The new model is now available to customers via the Azure Cognitive Services Computer Vision offering, which is part of Azure AI, enabling developers to use this capability to improve accessibility in their own services. It also is being incorporated into Seeing AI and will start rolling out later this year in Microsoft Word and Outlook, for Windows and Mac, and PowerPoint for Windows, Mac and web.

Automatic image captioning helps all users access the important content in any image, from a photo returned as a search result to an image included in a presentation. A research breakthrough like this one can improve those results, although it doesn’t mean the system will return perfect results each time.
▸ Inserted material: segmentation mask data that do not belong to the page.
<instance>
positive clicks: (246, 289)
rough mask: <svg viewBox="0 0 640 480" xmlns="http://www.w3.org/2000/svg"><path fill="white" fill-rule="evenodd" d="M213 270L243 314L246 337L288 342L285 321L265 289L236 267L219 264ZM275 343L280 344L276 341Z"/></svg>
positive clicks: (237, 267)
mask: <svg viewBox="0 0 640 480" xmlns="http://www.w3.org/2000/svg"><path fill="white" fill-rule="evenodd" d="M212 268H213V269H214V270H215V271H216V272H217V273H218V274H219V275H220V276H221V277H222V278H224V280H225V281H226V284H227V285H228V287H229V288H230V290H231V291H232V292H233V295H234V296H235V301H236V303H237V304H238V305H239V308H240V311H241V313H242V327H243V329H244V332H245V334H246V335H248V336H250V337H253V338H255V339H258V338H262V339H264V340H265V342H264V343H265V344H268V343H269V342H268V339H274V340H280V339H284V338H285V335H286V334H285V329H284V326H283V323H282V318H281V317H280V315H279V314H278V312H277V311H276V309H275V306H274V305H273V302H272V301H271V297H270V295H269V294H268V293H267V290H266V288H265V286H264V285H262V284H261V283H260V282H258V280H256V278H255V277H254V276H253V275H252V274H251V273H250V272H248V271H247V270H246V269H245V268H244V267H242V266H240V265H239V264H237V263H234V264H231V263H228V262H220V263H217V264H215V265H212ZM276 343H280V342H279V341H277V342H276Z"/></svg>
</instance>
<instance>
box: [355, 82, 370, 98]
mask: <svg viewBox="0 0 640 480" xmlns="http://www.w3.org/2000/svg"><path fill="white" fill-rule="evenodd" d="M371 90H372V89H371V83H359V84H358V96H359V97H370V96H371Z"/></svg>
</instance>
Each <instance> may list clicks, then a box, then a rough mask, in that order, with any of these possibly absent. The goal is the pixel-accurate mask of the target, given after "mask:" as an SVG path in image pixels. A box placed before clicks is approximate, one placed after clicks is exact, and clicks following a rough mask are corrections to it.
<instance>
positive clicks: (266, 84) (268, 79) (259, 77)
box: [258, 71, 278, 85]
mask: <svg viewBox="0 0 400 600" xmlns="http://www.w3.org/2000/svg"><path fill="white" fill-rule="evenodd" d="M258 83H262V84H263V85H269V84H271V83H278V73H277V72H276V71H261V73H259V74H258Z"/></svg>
The use of image captioning to generate a photo description, known as alt text, in a web page or document is especially important for people who are blind or have low vision, noted Saqib Shaikh, a software engineering manager with Microsoft’s AI platform group in Redmond.

For example, his team is using the improved image captioning capability in the Seeing AI talking camera app for people who are blind or have low vision. The app uses image captioning to describe photos, including those from social media apps.

“Ideally, everyone would include alt text for all images in documents, on the web, in social media – as this enables people who are blind to access the content and participate in the conversation. But, alas, people don’t,” Shaikh said. “So, there are several apps that use image captioning as way to fill in alt text when it’s missing.”